Прошел поэтический май…

Отцвели сирень и тюльпаны, а с ними суждено было отцвести и восторгам любви, которая, несмотря на свою преступность и мучительность, все‑таки изредка доставляла нам сладкие минуты, неизгладимые из памяти. А бывают минуты, за которые можно отдать месяцы и годы!

В один из июньских вечеров, когда солнце уже зашло, но широкий след его – багрово‑золотистая полоса еще красила далекий запад и пророчила назавтра тихий и ясный день, я подъехал на Зорьке к флигелю, в котором жил Урбенин. В этот вечер у графа предполагался «музыкальный» вечер. Гости уже начали съезжаться, но графа не было дома: он поехал кататься и обещал скоро вернуться.

Немного погодя я, держа свою лошадь за повод, стоял у крылечка и беседовал с дочкой Урбенина, Сашей. Сам Урбенин сидел на ступеньке и, подперев кулаками голову, всматривался в даль, которую видно было в ворота. Он был угрюм, неохотно отвечал на мои вопросы. Я оставил его в покое и занялся Сашей.

– Где твоя новая мама? – спросил я ее.

– Поехала с графом кататься. Она каждый день с ним ездит.

– Каждый день, – пробормотал Урбенин, вздохнув. Многое слышалось в этом вздохе. Слышалось в нем то же самое, что волновало и мою душу, что старался я объяснить себе, но не мог объяснить и терялся в догадках.

Каждый день Ольга ездила с графом кататься верхом. Но это пустяки. Ольга не могла полюбить графа, и ревность Урбенина была неосновательна. Ревновать должны были мы не к графу, а к чему‑то другому, чего я не мог понять так долго. Это «что‑то другое» стало между мной и Ольгой целой стеной. Она продолжала любить меня, но после того посещения, которое было описано в предыдущей главе, она была у меня еще не более двух раз, а встречаясь со мной вне моей квартиры, как‑то странно вспыхивала и настойчиво уклонялась от ответов на мои вопросы. На мои ласки она отвечала горячо, но ответы ее были так порывисты и пугливы, что от наших коротких рандеву оставалось в моей памяти одно только мучительное недоумение. Совесть у нее была нечиста – это было ясно, но в чем именно – нельзя было прочесть на виноватом лице Ольги.
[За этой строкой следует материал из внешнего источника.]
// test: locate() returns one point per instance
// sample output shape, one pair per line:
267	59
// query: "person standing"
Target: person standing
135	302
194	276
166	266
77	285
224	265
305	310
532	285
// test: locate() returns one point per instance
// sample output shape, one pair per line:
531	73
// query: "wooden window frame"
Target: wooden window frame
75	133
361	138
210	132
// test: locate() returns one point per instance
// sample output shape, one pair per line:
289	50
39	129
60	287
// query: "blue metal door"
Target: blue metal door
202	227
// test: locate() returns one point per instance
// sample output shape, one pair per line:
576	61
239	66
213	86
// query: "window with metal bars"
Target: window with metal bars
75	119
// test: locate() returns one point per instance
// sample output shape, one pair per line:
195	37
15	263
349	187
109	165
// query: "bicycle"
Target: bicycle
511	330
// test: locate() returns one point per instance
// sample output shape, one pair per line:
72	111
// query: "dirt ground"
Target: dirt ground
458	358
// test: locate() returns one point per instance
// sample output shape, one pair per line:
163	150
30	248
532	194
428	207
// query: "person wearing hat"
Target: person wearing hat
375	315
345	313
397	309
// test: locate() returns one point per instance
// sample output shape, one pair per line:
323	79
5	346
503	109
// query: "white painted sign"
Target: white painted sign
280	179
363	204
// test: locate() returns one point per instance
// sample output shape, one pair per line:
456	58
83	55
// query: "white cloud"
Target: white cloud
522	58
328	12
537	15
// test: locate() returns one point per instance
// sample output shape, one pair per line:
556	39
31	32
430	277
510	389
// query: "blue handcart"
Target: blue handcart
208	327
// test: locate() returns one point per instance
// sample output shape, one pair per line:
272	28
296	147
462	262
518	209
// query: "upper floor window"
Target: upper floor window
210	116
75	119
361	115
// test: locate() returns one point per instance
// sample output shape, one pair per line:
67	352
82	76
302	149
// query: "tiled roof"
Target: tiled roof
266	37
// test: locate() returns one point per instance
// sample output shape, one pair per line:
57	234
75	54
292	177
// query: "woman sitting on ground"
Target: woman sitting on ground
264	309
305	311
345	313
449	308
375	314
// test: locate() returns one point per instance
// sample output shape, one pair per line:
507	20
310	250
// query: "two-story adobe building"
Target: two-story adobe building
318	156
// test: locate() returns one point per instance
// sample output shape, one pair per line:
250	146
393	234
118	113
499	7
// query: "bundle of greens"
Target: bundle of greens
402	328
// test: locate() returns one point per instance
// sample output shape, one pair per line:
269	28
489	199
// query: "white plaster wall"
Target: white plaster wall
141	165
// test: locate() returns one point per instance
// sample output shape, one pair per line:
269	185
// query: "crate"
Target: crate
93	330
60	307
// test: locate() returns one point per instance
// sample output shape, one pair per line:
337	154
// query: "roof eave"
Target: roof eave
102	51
– Надеюсь, твоя новая мама здорова? – спросил я Сашу.

– Здолова. Но только ноцью у нее зубы болели. Она плакала.

– Плакала? – повернул Урбенин свое лицо к Саше. – Ты видела? Это тебе, милочка, приснилось.

Зубы у Ольги не болели. Если она плакала, то не от боли, а от чего‑то другого… Я еще хотел поговорить с Сашей, но это мне не удалось, потому что послышался лошадиный топот, и скоро мы увидели всадника, некрасиво прыгавшего на седле, и грациозную амазонку. Чтобы скрыть от Ольги свою радость, я поднял на руки Сашу, и перебирая пальцами ее белокурые волосы, поцеловал ее в голову.

– Какая ты хорошенькая, Саша! – сказал я. – Какие у тебя славные кудряшки!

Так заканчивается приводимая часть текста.